Jaune grinça les dents de rage mais le pistolet qui pendait à la ceinture de Noir le dissuada de poursuivre son éclat en public et de précipiter les coupables la tête la première dans le précipice. A quoi bon ? Il était seul, sans armes ni soutien, il se ferait mettre en pièces en quelques minutes. Il se rendait douloureusement compte qu’il ne s’en tirerait pas en appelant au vote, pas quand les Imposteurs semblaient avoir convaincu le reste de l’équipage de leur innocence. Exposer ses motivations au grand jour ne lui avait valu que des ennuis jusqu’ici ; le moment était venu d’œuvrer dans l’ombre jusqu’à ce que Mira HQ soit de nouveau en sécurité.
Alors Jaune patienta. Il ravala ses accusations avec amertume et s’isola des autres, gardant ses préoccupations et commentaires pour lui-même. Quelques soupçons pesèrent à nouveau sur lui mais il se savait irréprochable et ne manquait jamais de s’innocenter auprès de multiples membres de l’équipage. Si l’un des couteaux de boucher émoussés qui traînaient depuis belle lurette au fond de la réserve disparut au même moment… eh bien, ce n’était qu’une des innombrables malheureuses coïncidences qui faisaient le malheur de Mira HQ ces derniers temps, n’est-ce pas ?
Et si ledit couteau se retrouva planté dans le ventre de Blanche à un moment où elle s’était malencontreusement retrouvée seule au milieu du laboratoire – eh bien, ma foi, qui pourrait reprocher à Jaune d’avoir agi pour le bien commun ? A ce stade d’inaction, cela relevait presque de la légitime défense.
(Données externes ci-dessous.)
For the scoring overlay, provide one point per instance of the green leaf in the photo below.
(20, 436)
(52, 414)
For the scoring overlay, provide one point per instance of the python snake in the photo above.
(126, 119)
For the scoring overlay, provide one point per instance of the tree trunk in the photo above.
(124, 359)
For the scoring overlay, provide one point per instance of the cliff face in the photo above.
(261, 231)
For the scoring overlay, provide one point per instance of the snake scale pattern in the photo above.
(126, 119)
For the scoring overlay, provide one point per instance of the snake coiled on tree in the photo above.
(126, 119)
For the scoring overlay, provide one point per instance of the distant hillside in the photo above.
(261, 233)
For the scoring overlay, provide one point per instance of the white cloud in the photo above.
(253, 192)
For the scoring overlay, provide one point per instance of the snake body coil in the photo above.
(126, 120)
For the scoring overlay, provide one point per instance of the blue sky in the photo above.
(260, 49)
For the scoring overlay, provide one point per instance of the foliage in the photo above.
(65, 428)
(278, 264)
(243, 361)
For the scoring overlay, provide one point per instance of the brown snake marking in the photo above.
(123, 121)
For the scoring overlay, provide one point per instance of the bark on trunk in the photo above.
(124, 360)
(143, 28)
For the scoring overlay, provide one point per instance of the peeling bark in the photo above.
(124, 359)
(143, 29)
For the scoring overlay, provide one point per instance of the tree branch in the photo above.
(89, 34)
L’équipage ne pouvait pas se permettre de perdre d’autres coéquipiers aux mains des Imposteurs et si Noir n’avait pas le cran d’agir, alors Jaune veillerait à ce que justice soit rendue… quitte à se salir les mains.
Ou à mourir.
Lorsque Rouge vint enfin le trouver, alors qu’il se terrait au fin fond de la réserve, il était fin prêt. Son couteau levé comme un bouclier face à lui, il siffla face à l’Imposteur et le défia d’un regard goguenard.
— Finissons-en ! cracha Jaune avec tout le mépris du monde.
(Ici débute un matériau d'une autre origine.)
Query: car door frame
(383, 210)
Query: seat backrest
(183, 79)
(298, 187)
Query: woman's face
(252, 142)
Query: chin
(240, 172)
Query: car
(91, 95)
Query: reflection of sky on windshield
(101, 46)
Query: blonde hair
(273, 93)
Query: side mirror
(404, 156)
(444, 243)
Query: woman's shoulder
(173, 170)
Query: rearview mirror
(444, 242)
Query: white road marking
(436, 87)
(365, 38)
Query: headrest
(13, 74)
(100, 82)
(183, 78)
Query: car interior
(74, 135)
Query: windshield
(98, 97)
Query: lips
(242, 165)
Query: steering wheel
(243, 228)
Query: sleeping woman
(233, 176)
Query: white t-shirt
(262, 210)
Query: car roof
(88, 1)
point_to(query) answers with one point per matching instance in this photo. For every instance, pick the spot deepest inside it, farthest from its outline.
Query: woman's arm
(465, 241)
La réaction de son ennemi le prit de court : au lieu de l’attaquer ou de s’enfuir dans les couloirs, Rouge se contenta de le toiser avant de découvrir une rangée de dents acérées comme des rasoirs, agrémenté d’une langue fourchue. Inhumaine.
— Finir ? ricana l’Imposteur d’une voix gutturale. Nous venons à peine de commencer, Jaune.
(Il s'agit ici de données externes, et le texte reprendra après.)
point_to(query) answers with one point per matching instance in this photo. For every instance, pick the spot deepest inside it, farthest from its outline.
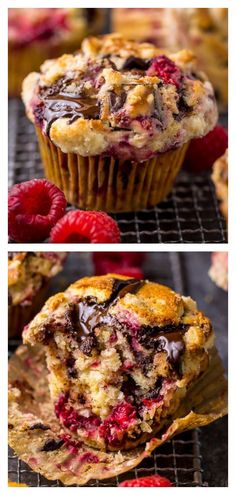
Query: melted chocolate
(71, 106)
(168, 339)
(136, 63)
(172, 344)
(87, 314)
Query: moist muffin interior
(120, 98)
(121, 354)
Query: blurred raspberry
(85, 226)
(203, 152)
(34, 207)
— Commencer quoi ?! s’énerva Jaune alors que ses mains devenaient de plus en plus moites. A nous exterminer ? Eh bien, c’est raté – je me suis occupé de ta semblable la dernière fois, je peux très bien recommencer !
— Je sais, susurra Rouge. Blanche avait de grands projets pour toi : elle pensait que tu ferais une excellente recrue. Je dois admettre ne pas l’avoir crue mais elle aura fini par avoir le dernier mot.
L’air se figea entre eux, devenant plus glacial que le vide intersidéral de l’espace.
— Que veux-tu dire ? exigea Jaune, toute animosité envolée. Sa voix résonnait étrangement à ses oreilles : elle lui paraissait creuse, éteinte, dépourvue de toute passion. Comme si elle appartenait à un autre.
Rouge se contenta d’éclater de rire.
— Les Coéquipiers ne tuent pas dans l’ombre comme tu l’as fait, Jaune. Ce n’est pas dans leur nature, révéla-t-il en refermant ses doigts sur le poignet de son opposant. Ils n’ont que l’avantage du nombre pour se débarrasser de nous avant qu’il ne soit trop tard : seuls contre nous, ils ne peuvent rien, même armés jusqu’aux dents. Tu as tué Blanche parce que tu es des nôtres, Jaune ; tu t’es fourvoyé trop longtemps dans les ténèbres.
Le goût amer qui avait envahi la bouche de Jaune se changea en métal. Tout son gosier lui faisait l’effet d’avoir avalé du mercure fondu – il connaissait ce goût pourtant, le goût de son propre sang, âpre et désagréable mais intrinsèquement familier. Lorsque le verre du scaphandre de Rouge toucha le sien, Jaune put voir son propre reflet danser dans celui de l’Imposteur : des dents pointues par dizaines, aussi tranchantes que des rasoirs, au milieu desquelles trônait une langue fendue en deux. Inhumaine.
Comme Jaune.
— Tu as retrouvé les tiens, mon frère, asséna Rouge, la voix remplie d’une chaleur nouvelle. Sois le bienvenu.